Bon Voyage my beauties. Enjoy your new lives in the Land of the Rising Sun....

27 November 2003

****RHKIRK CLANDESTINE TRANSMISSION #1*****


Q1. What do electronic acts Al Jabr, Biochemical Dread, Blacworld, Citrus, Cold Warrior, Dark Magus, Digital Terrestrial, Electronic Eye, International Organisation, Multiple Transmission, Nitrogen, Orchestra Terrestrial, Papadoctrine, Robots & Humanoids, Sandoz, and Trafficante have in common?

A: They're all Richard H. Kirk solo projects since the early '90s.

Q2. How many albums of new material has Kirk recorded in the last 10 years?

A: About 22

Q3. How old is he?

A: Not sure. If anyone can tell me, please do. I guess he must be pushing 50 by now.

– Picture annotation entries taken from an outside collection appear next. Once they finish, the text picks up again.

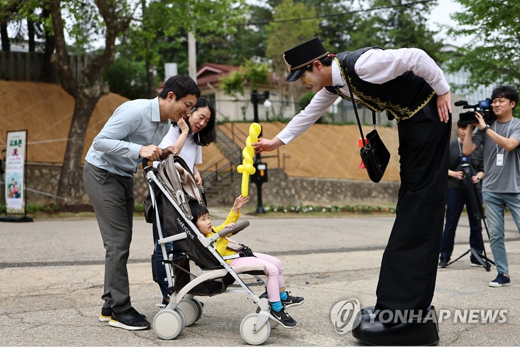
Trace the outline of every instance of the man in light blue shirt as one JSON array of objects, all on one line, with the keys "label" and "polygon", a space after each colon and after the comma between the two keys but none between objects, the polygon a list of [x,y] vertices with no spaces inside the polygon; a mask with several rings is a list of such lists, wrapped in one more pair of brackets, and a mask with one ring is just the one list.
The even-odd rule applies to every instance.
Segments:
[{"label": "man in light blue shirt", "polygon": [[85,158],[83,181],[106,250],[105,301],[99,320],[127,330],[150,328],[130,301],[126,263],[132,241],[134,174],[144,158],[165,159],[177,150],[158,146],[177,122],[193,110],[200,89],[188,76],[168,79],[158,97],[127,101],[94,138]]}]

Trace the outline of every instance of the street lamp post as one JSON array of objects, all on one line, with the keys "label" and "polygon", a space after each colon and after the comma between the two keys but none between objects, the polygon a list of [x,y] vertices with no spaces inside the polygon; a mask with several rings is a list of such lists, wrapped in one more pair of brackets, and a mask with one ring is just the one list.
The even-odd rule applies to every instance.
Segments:
[{"label": "street lamp post", "polygon": [[[269,98],[269,92],[258,93],[254,90],[251,92],[251,102],[253,103],[253,114],[255,123],[259,123],[258,121],[258,102],[265,101]],[[258,134],[258,137],[262,136],[262,131]],[[257,200],[258,206],[256,208],[257,213],[265,213],[265,210],[262,206],[262,184],[267,181],[266,169],[265,164],[262,162],[262,157],[259,153],[257,153],[255,157],[255,183],[256,184]],[[260,171],[260,172],[259,172]],[[262,173],[261,174],[261,172]]]}]

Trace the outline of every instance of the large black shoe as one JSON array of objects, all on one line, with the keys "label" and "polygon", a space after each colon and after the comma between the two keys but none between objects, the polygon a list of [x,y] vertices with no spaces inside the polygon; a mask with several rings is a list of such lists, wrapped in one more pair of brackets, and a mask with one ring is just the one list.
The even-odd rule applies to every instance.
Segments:
[{"label": "large black shoe", "polygon": [[150,322],[143,318],[134,307],[122,312],[112,313],[112,318],[108,322],[111,327],[122,328],[127,330],[142,330],[150,329]]},{"label": "large black shoe", "polygon": [[[135,309],[132,307],[132,309],[135,311]],[[136,311],[137,312],[137,311]],[[102,322],[103,323],[106,323],[110,321],[110,319],[112,318],[112,309],[111,307],[101,307],[101,313],[99,314],[99,322]],[[141,314],[139,313],[139,314]],[[146,316],[144,314],[141,314],[142,318],[146,319]]]},{"label": "large black shoe", "polygon": [[379,315],[370,314],[369,311],[375,312],[374,306],[359,311],[353,325],[355,327],[352,330],[352,336],[365,344],[430,346],[439,342],[438,325],[433,306],[428,307],[425,318],[396,324],[382,323]]},{"label": "large black shoe", "polygon": [[284,309],[282,309],[279,312],[277,312],[271,307],[269,309],[269,315],[271,319],[276,320],[285,328],[294,328],[298,324]]}]

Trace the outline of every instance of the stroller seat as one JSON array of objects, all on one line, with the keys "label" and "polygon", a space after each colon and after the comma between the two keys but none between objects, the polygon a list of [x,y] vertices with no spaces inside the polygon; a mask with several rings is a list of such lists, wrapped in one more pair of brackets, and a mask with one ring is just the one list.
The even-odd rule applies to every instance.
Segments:
[{"label": "stroller seat", "polygon": [[[157,223],[158,242],[162,249],[164,266],[167,267],[165,279],[171,288],[174,288],[175,280],[176,289],[176,292],[170,293],[170,303],[162,307],[154,317],[152,323],[154,331],[161,338],[174,339],[185,327],[199,319],[202,306],[194,298],[196,295],[241,292],[248,294],[258,309],[242,320],[240,335],[250,344],[264,343],[269,337],[271,328],[278,323],[269,318],[268,299],[261,299],[250,287],[265,286],[265,282],[258,277],[267,275],[265,266],[230,266],[214,246],[218,238],[236,234],[249,225],[249,222],[240,221],[235,228],[226,228],[206,238],[192,221],[189,208],[190,203],[205,204],[204,199],[193,174],[182,158],[170,156],[157,169],[148,166],[145,160],[143,168],[149,190],[145,201],[145,215],[148,223]],[[165,235],[163,235],[161,226]],[[174,241],[186,256],[169,261],[164,244],[170,241]],[[190,272],[189,261],[199,268],[200,275]],[[255,281],[246,284],[239,276],[246,274],[253,276]]]}]

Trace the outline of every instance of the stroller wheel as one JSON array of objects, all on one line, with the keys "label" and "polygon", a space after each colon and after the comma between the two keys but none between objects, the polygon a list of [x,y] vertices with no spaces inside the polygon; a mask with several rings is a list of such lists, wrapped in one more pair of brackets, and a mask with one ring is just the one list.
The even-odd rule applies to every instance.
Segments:
[{"label": "stroller wheel", "polygon": [[[202,306],[202,305],[201,305]],[[187,299],[181,299],[177,308],[183,312],[186,317],[186,325],[189,327],[200,318],[199,307],[193,300]]]},{"label": "stroller wheel", "polygon": [[200,319],[201,317],[202,316],[202,303],[195,298],[191,300],[193,300],[193,302],[195,303],[195,304],[197,305],[197,308],[199,309],[199,315],[197,316],[197,319],[195,319],[195,322],[197,322]]},{"label": "stroller wheel", "polygon": [[152,322],[153,331],[163,340],[172,340],[184,329],[185,319],[181,313],[172,310],[161,310]]},{"label": "stroller wheel", "polygon": [[[256,307],[256,313],[260,313],[260,307]],[[269,318],[269,324],[271,325],[271,329],[276,329],[280,325],[278,321],[271,319],[270,318]]]},{"label": "stroller wheel", "polygon": [[267,341],[271,333],[271,326],[269,321],[266,322],[265,324],[256,332],[253,331],[253,327],[256,323],[258,316],[256,313],[251,313],[246,316],[240,323],[240,336],[249,344],[262,344]]}]

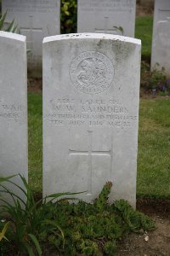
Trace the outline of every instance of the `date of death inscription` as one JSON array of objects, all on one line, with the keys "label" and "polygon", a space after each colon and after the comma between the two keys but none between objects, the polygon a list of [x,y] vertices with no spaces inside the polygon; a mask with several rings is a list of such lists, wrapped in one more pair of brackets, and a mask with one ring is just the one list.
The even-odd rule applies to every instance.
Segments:
[{"label": "date of death inscription", "polygon": [[115,99],[51,100],[44,119],[54,125],[132,127],[138,117]]}]

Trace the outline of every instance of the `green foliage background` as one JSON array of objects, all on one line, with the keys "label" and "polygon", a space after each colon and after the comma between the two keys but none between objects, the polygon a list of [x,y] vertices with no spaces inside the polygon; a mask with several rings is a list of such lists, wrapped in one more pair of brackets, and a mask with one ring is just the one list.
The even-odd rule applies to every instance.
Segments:
[{"label": "green foliage background", "polygon": [[76,32],[76,0],[61,1],[61,34]]}]

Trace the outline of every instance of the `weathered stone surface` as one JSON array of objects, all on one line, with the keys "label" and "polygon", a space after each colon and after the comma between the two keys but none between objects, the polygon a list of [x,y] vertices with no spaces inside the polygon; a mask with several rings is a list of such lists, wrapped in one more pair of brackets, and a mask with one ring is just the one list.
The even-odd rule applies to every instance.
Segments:
[{"label": "weathered stone surface", "polygon": [[41,77],[42,39],[60,33],[60,0],[3,0],[2,9],[8,9],[7,22],[15,19],[26,36],[29,74]]},{"label": "weathered stone surface", "polygon": [[[26,37],[0,32],[0,175],[27,180]],[[22,186],[19,177],[14,180]]]},{"label": "weathered stone surface", "polygon": [[114,26],[122,26],[124,36],[134,37],[135,0],[78,0],[78,32],[122,35]]},{"label": "weathered stone surface", "polygon": [[43,40],[43,195],[106,181],[134,207],[140,40],[70,34]]},{"label": "weathered stone surface", "polygon": [[[156,0],[152,37],[151,68],[165,67],[170,76],[170,1]],[[159,64],[159,66],[156,65]]]}]

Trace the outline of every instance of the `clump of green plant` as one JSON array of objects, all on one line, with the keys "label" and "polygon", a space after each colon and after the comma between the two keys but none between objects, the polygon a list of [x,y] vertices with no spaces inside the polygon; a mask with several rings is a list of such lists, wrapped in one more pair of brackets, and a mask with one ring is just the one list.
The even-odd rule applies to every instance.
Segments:
[{"label": "clump of green plant", "polygon": [[[20,176],[24,185],[24,189],[12,181],[14,176],[0,178],[0,219],[6,219],[5,236],[8,244],[3,241],[0,243],[1,255],[3,250],[8,253],[12,249],[13,255],[42,255],[42,249],[39,237],[47,237],[49,234],[60,236],[65,242],[64,234],[60,227],[53,220],[53,214],[50,211],[51,203],[60,196],[72,195],[70,193],[53,194],[38,201],[35,200],[34,192],[31,190],[25,177]],[[6,183],[4,184],[4,182]],[[8,189],[8,184],[17,187],[23,196],[19,196],[12,190]],[[3,194],[8,194],[12,198],[13,203],[9,204],[8,198],[3,197]],[[26,200],[23,198],[25,197]],[[0,228],[3,223],[0,222]],[[8,225],[8,227],[7,227]],[[5,246],[4,246],[5,245]],[[4,254],[6,255],[6,254]]]},{"label": "clump of green plant", "polygon": [[54,219],[65,234],[62,239],[54,235],[48,242],[65,255],[115,255],[117,241],[125,234],[155,228],[154,222],[137,212],[123,200],[107,202],[112,183],[106,183],[94,204],[60,201],[52,206]]},{"label": "clump of green plant", "polygon": [[61,33],[76,32],[76,0],[61,1]]},{"label": "clump of green plant", "polygon": [[68,256],[113,256],[117,241],[125,234],[155,228],[149,217],[133,210],[126,201],[108,203],[110,182],[105,183],[99,197],[90,204],[82,201],[70,203],[71,198],[65,198],[77,193],[58,193],[35,201],[26,179],[20,178],[25,189],[10,178],[3,181],[17,186],[25,195],[26,201],[0,183],[0,192],[10,195],[14,201],[10,205],[0,197],[3,202],[0,218],[4,218],[8,213],[6,219],[9,222],[5,230],[8,241],[0,242],[2,255],[42,255],[46,245],[46,248]]},{"label": "clump of green plant", "polygon": [[5,31],[13,33],[19,32],[19,29],[17,25],[15,24],[14,20],[13,20],[12,22],[7,27],[4,26],[7,11],[4,14],[3,14],[0,18],[0,31]]}]

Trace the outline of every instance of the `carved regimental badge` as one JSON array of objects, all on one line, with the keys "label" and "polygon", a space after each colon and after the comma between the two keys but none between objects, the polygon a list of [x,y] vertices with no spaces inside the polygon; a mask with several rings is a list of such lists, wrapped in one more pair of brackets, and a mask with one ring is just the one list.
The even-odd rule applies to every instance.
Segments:
[{"label": "carved regimental badge", "polygon": [[70,67],[70,76],[78,90],[97,94],[110,85],[114,67],[110,60],[104,54],[86,51],[73,59]]}]

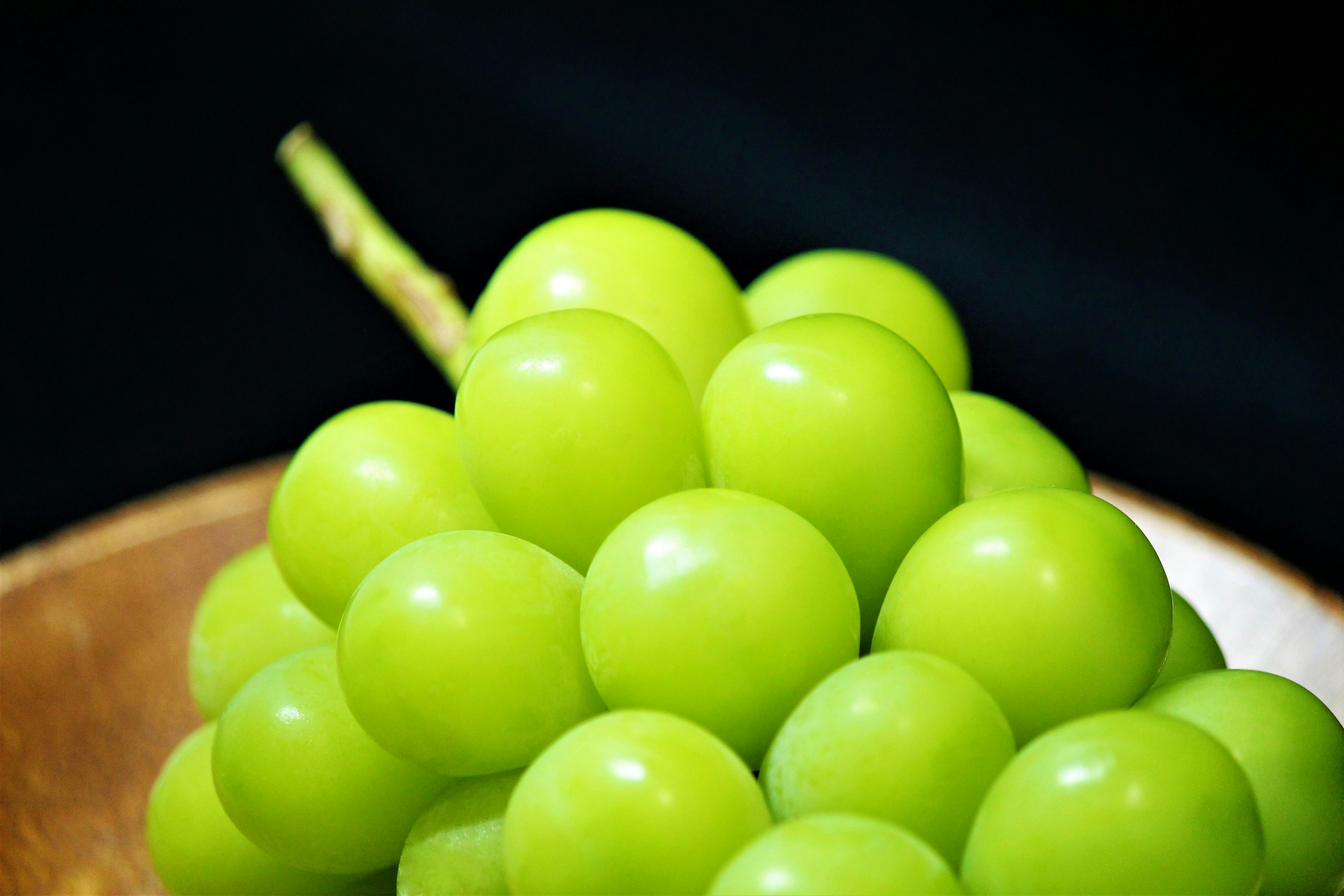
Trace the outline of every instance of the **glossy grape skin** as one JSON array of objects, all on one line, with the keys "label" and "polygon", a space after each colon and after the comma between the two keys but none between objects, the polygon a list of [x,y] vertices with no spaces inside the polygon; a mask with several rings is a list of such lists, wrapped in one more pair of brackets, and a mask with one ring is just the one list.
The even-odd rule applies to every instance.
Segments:
[{"label": "glossy grape skin", "polygon": [[282,861],[328,873],[395,864],[446,785],[364,733],[341,696],[332,647],[253,676],[219,717],[214,750],[215,789],[238,829]]},{"label": "glossy grape skin", "polygon": [[1195,725],[1138,709],[1078,719],[1028,744],[976,817],[970,893],[1253,893],[1255,801]]},{"label": "glossy grape skin", "polygon": [[749,332],[737,282],[703,243],[650,215],[590,208],[542,224],[509,251],[472,309],[454,375],[461,380],[473,355],[509,324],[563,308],[595,308],[648,330],[695,404]]},{"label": "glossy grape skin", "polygon": [[317,427],[270,502],[276,563],[294,595],[329,626],[388,553],[452,529],[495,529],[462,469],[450,414],[374,402]]},{"label": "glossy grape skin", "polygon": [[521,774],[449,782],[406,837],[396,896],[507,893],[504,809]]},{"label": "glossy grape skin", "polygon": [[206,719],[263,666],[336,641],[336,633],[298,602],[258,544],[220,567],[196,604],[187,645],[191,697]]},{"label": "glossy grape skin", "polygon": [[900,559],[961,500],[961,437],[933,368],[872,321],[797,317],[723,359],[702,418],[712,485],[778,501],[835,545],[866,649]]},{"label": "glossy grape skin", "polygon": [[710,896],[961,893],[948,862],[903,827],[823,813],[771,827],[719,872]]},{"label": "glossy grape skin", "polygon": [[993,395],[949,395],[961,427],[968,501],[1024,485],[1091,492],[1074,453],[1034,416]]},{"label": "glossy grape skin", "polygon": [[1199,725],[1241,764],[1265,826],[1261,893],[1344,887],[1344,728],[1316,696],[1269,672],[1203,672],[1138,701]]},{"label": "glossy grape skin", "polygon": [[804,314],[866,317],[914,345],[946,388],[970,386],[966,337],[952,306],[894,258],[852,249],[802,253],[757,277],[743,298],[755,329]]},{"label": "glossy grape skin", "polygon": [[462,461],[500,529],[581,574],[616,524],[704,485],[685,383],[616,314],[536,314],[477,352],[457,394]]},{"label": "glossy grape skin", "polygon": [[551,744],[504,814],[513,893],[702,893],[770,825],[727,744],[665,712],[590,719]]},{"label": "glossy grape skin", "polygon": [[169,893],[340,893],[358,879],[302,870],[267,856],[224,814],[210,772],[215,723],[187,735],[149,791],[145,842]]},{"label": "glossy grape skin", "polygon": [[665,709],[753,768],[798,700],[859,656],[844,564],[797,513],[727,489],[636,510],[602,544],[579,614],[613,709]]},{"label": "glossy grape skin", "polygon": [[930,527],[891,582],[872,649],[953,661],[1021,746],[1132,705],[1157,677],[1171,627],[1167,574],[1129,517],[1091,494],[1024,488]]},{"label": "glossy grape skin", "polygon": [[927,653],[851,662],[789,716],[761,767],[778,819],[886,818],[956,868],[976,809],[1015,752],[1012,729],[969,674]]},{"label": "glossy grape skin", "polygon": [[1196,672],[1226,668],[1227,660],[1223,658],[1223,649],[1218,646],[1214,633],[1195,613],[1195,607],[1189,606],[1189,600],[1172,591],[1172,642],[1149,693]]},{"label": "glossy grape skin", "polygon": [[374,567],[341,619],[351,712],[383,748],[444,775],[526,766],[606,709],[583,665],[582,588],[511,535],[413,541]]}]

Q4. So you're trying to tell me this old fart is still relevant?
A: Abso-fucking-lutely. If anything, Kirk is getting more relevant now than ever. One of his latest albums, this year's Bush Doctrine, is just as in tune with the times as Red Mecca was back in 1981. If only it was released on a more high-profile label, instead of the chronically unknown Cocosolidc1t1, then maybe more people would know about it.

****TRANSMISSION ENDZ*****

26 November 2003

In the interests of scientific curiousity, I'm considering subjecting my infant son to Raymond Scott's "Soothing Sounds For Baby" albums. Will report any interesting developments or side-effects.
Ever get one of those chain letter e-mails, that tell you you'll have bad luck if you don't pass it on to another 10 people? I completely ignored one this week and my luck's been great ever since, so there!

final touchdown...


Further to my post about Concorde recently, I was one of the lucky winners of tickets to see the final landing at Filton Airport today. An excellent experience.....

23 November 2003

Richard H. Kirk - the second prelude....

So why does Richard H. Kirk mean so much to me? I mean, most reasonably informed electronica fans are aware of his work, and maybe even like the odd record. But what makes me follow his 'career' so slavishly, buying all these obscure CDs on obscure labels under obscure aliases? Why have I bought just about every Kirk or Cabs product on the first day of release for nearly the past 20 years?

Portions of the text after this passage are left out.